Yine Sun received her Ph.D. in accelerator physics in 2005 from The University of Chicago where she studied under Argonne Distinguished Fellow Kwang-Je Kim of the ASD. After stints as a student research assistant at the University of Chicago and Fermilab, she returned to the APS as a postdoctoral researcher.  Sun joined Fermilab as a Peoples Fellow from 2008 to 2013 before she accepted the position of Physicist at the APS. From 2015 to the present, she served as manager of the APS linear accelerator (linac) with responsibility for the linac operation and refurbishment portfolio development, project planning and work coordination across different technical groups. She led the commissioning of the new-generation prototype thermionic radio-frequency gun, the new APS linac photo-injector and linac interleaving operations, among myriad other responsibilities. Her research interests and technical achievements are too numerous to list here.

Sun is a member of the Scientific Advisory Board for the International Particle Accelerator Conference; a member of the Canadian Light Source Linac Project Expert Committee.  Yine Sun’s honors include the Accelerator System Division Appreciation Award for extraordinary effort in the planning, management, commissioning and operation of linac interleaving; a Fermilab Exceptional Performance Recognition Award for her work in beam phase-space manipulation in a photo-injector. She is the author or co-author on many peer reviewed publications and has an extensive list of invited talks at conferences and workshops.

John Byrd, ASD director, said of Yine Sun: “Yine has made several notable contributions to the APS and accelerator science and technology in general. I am looking forward to working with her in her new role as group leader for accelerator physics.”

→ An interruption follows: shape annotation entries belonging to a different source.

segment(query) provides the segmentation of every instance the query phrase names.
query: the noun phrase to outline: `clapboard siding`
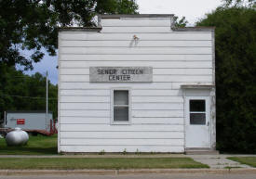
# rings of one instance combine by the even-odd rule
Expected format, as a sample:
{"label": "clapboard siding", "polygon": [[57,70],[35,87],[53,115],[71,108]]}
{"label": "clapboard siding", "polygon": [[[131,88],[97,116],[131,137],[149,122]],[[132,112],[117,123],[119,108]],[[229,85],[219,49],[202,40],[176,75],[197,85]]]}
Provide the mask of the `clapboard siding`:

The U. S. Department of Energy Office of Science’s Advanced Photon Source (APS) at Argonne National Laboratory is one of the world’s most productive X-ray light source facilities. The APS provides high-brightness X-ray beams to a diverse community of researchers in materials science, chemistry, condensed matter physics, the life and environmental sciences, and applied research. These X-rays are ideally suited for explorations of materials and biological structures; elemental distribution; chemical, magnetic, electronic states; and a wide range of technologically important engineering systems from batteries to fuel injector sprays, all of which are the foundations of our nation’s economic, technological, and physical well-being. Each year, more than 5,000 researchers use the APS to produce over 2,000 publications detailing impactful discoveries, and solve more vital biological protein structures than users of any other X-ray light source research facility. APS scientists and engineers innovate technology that is at the heart of advancing accelerator and light-source operations. This includes the insertion devices that produce extreme-brightness X-rays prized by researchers, lenses that focus the X-rays down to a few nanometers, instrumentation that maximizes the way the X-rays interact with samples being studied, and software that gathers and manages the massive quantity of data resulting from discovery research at the APS.

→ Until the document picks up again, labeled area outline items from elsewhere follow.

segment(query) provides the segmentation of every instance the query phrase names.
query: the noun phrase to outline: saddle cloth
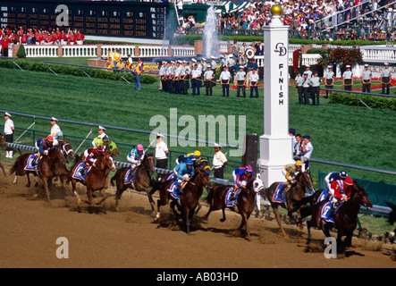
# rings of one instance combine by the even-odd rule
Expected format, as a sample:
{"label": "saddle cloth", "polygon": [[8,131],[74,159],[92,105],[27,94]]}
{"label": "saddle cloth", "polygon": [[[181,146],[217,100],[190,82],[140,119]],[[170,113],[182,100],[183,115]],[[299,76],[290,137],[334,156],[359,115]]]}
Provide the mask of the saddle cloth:
{"label": "saddle cloth", "polygon": [[33,165],[31,164],[32,164],[35,156],[36,156],[34,154],[32,154],[29,156],[28,161],[26,162],[26,165],[24,167],[24,169],[26,171],[38,171],[38,163],[40,162],[41,157],[39,157],[38,159],[36,165]]}
{"label": "saddle cloth", "polygon": [[286,191],[283,194],[281,192],[284,184],[285,184],[284,182],[280,182],[278,184],[278,186],[275,189],[275,191],[274,192],[273,201],[274,201],[276,203],[285,203],[286,204],[286,197],[284,196]]}
{"label": "saddle cloth", "polygon": [[333,214],[335,214],[337,213],[337,211],[341,206],[342,206],[342,203],[337,206],[337,208],[334,210],[334,214],[332,214],[332,209],[333,209],[332,202],[329,201],[329,202],[325,203],[324,206],[322,207],[322,212],[320,214],[320,217],[326,223],[334,223]]}
{"label": "saddle cloth", "polygon": [[180,199],[180,194],[177,192],[178,182],[174,181],[172,184],[169,185],[167,191],[171,194],[173,198]]}
{"label": "saddle cloth", "polygon": [[72,177],[76,180],[81,180],[81,181],[85,181],[85,177],[87,177],[87,174],[88,173],[89,170],[91,169],[91,167],[89,167],[87,172],[85,172],[85,175],[83,175],[81,173],[81,170],[82,168],[84,168],[85,163],[80,163],[79,164],[79,165],[77,166],[77,168],[74,170],[73,175]]}
{"label": "saddle cloth", "polygon": [[319,197],[317,198],[316,204],[327,199],[329,199],[329,190],[327,189],[324,189],[324,190],[322,190]]}
{"label": "saddle cloth", "polygon": [[128,170],[127,172],[125,173],[125,178],[123,180],[123,184],[124,185],[128,185],[128,184],[133,184],[133,181],[135,181],[135,172],[136,172],[136,168],[135,170],[133,170],[133,173],[132,173],[132,177],[131,179],[130,175],[131,175],[131,170]]}
{"label": "saddle cloth", "polygon": [[236,190],[233,189],[233,187],[230,187],[228,188],[227,193],[225,194],[224,204],[228,207],[232,207],[238,205],[238,196],[240,195],[240,192],[236,193],[235,201],[230,199],[230,197],[232,194],[232,192],[236,192]]}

Argonne National Laboratory seeks solutions to pressing national problems in science and technology. The nation’s first national laboratory, Argonne conducts leading-edge basic and applied scientific research in virtually every scientific discipline. Argonne researchers work closely with researchers from hundreds of companies, universities, and federal, state and municipal agencies to help them solve their specific problems, advance America’s scientific leadership and prepare the nation for a better future. With employees from more than 60 nations, Argonne is managed by UChicago Argonne, LLC for the U.S. Department of Energy’s Office of Science.

The U.S. Department of Energy’s Office of Science is the single largest supporter of basic research in the physical sciences in the United States and is working to address some of the most pressing challenges of our time. For more information, visit https://​ener​gy​.gov/​s​c​ience.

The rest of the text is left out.